Safe Systems of Work
I have been told I need safe systems of work for a specific task. What is this and how do I develop one?
A safe system of work is a procedure that results from a systematic examination of a working process, that identifies hazards and specifies work methods designed either to eliminate the hazards or controls and minimises the relevant risks.
The legal background to this is the requirement, within the Health and Safety at Work Act, that:
- It shall be the duty of every employer to ensure, so far as is reasonably practicable, the health, safety and welfare at work of all his employees and
- To provide and maintain plant and systems of work that are, so far as is reasonably practicable, safe and without risks to health.
The phrase ‘reasonably practicable’ means a balance between the level of risk and the resources necessary to control it – the financial position of the employer is irrelevant within this equation.
Further regulations make specific requirements in respect of safe systems of work, for example those relevant to manual handling, use of hazardous substances and use of display screen equipment. Safe systems of work will frequently be addressed in the ‘Arrangements’ section of an organisation’s health and safety policy and within the risk assessment process.
Safe systems of work will be developed by a ‘Competent Person’ i.e. ‘a person with sufficient training and experience or knowledge and other qualities’ to assist with key aspects of safety management and compliance.
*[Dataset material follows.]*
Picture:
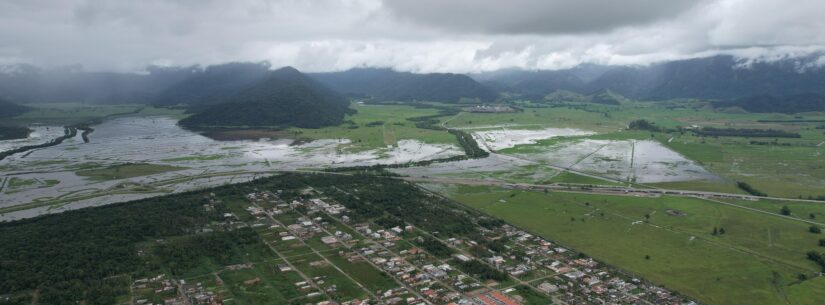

Staff who are to be actively involved with carrying out the work also have a valuable role to play in the development of the system to ensure it is of practical benefit and that it will consequently be applied diligently.
All relevant staff must clearly understand the system of work and it is equally important that it is effectively communicated to others, e.g. contractors, who may become involved periodically.
Safe systems must be documented to provide an unequivocal reference point for all concerned including the employer. They may also prove essential if there is an inspection by enforcement agencies or if any proceedings arise from an accident.
The safe system of work should comprise three types of control:
- Technical – such as engineering controls such as guards.
- Behavioural – how individuals or groups should act in relation to the hazard.
- Procedural – specifying the exact nature of the task, including sequence, checks and key safety actions.
The system will be developed by an analysis and assessment of the risks inherent within the task and the requisite controls. Sources of information that may need to be consulted include reference to legislation, guidance notes, manufacturers information, company policy and relevant staff. Where risks of an extreme nature are involved, the safe system of work may be in the form of a ‘permit-to-work’, an extremely robust and detailed procedure including permissions and signatures.
Training is vital to ensure a clear understanding of the task, the system and all its associated requirements.
Finally, all safe systems of work need to be monitored regularly to ensure that they are fully observed and effective. Appropriate supervision is also, as ever, a strict requirement.